2. **Data Transformation**:
- Converted the data into dictionaries for efficient access and reduced time complexity:
- `user2movie`: Maps users to the movies they rated.
- `movie2user`: Maps movies to the users who rated them.
- `usermovie2rating`: Maps user-movie pairs to their ratings.
- `usermovie2rating_test`: Similar mapping for testing purposes.

3. **Collaborative Filtering**:
- Implemented **User-User Collaborative Filtering using Matrix Factorization** on a subset of ~200,000 records.
- Subset includes 1,000 users and 200 movies.
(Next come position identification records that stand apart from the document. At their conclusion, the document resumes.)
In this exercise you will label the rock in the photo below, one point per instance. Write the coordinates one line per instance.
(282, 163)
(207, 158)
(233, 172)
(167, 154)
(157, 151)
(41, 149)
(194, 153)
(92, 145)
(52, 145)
4. **Ongoing Development**:
- Currently developing User-User Collaborative Filtering models using:
- Bayesian Matrix Factorization.
- Building a **Restricted Boltzmann Machine (RBM)** for recommendations.

## Performance Metrics
### Results from User-User Collaborative Filtering:
- **Mean Squared Error (MSE):**
- Train MSE: 0.5854
- Test MSE: 0.8420

- **Root Mean Squared Error (RMSE):**
- Train RMSE: ~0.765
- Test RMSE: ~0.917

### Comparison with Netflix Prize Benchmark:
- The competition's baseline RMSE was approximately 1.025, and the winning target was 0.91.
- The model's performance demonstrates close alignment with the desired benchmark, especially for the test set.

## Tools and Technologies
- **Big Data Processing:** PySpark
- **Storage:** Amazon S3
- **Libraries:**
- Python
- `pyspark`
- `numpy`, `pandas`
- **Modeling Techniques:**
- User-User Collaborative Filtering
- Standard and Bayesian Matrix Factorization
- Restricted Boltzmann Machine (RBM)

## Sources
- [Netflix Prize Dataset](https://www.kaggle.com/datasets/netflix-inc/netflix-prize-data)
- [Netflix Prize Benchmark Scores](https://en.wikipedia.org/wiki/Netflix_Prize)

## Conclusion
This project demonstrates an effective implementation of a User-User Collaborative Filtering-based recommendation system. The results closely align with the benchmark values from the Netflix Prize competition, validating the robustness of the approach. Further experimentation with larger datasets and advanced models like RBM and Bayesian Matrix Factorization can potentially improve performance.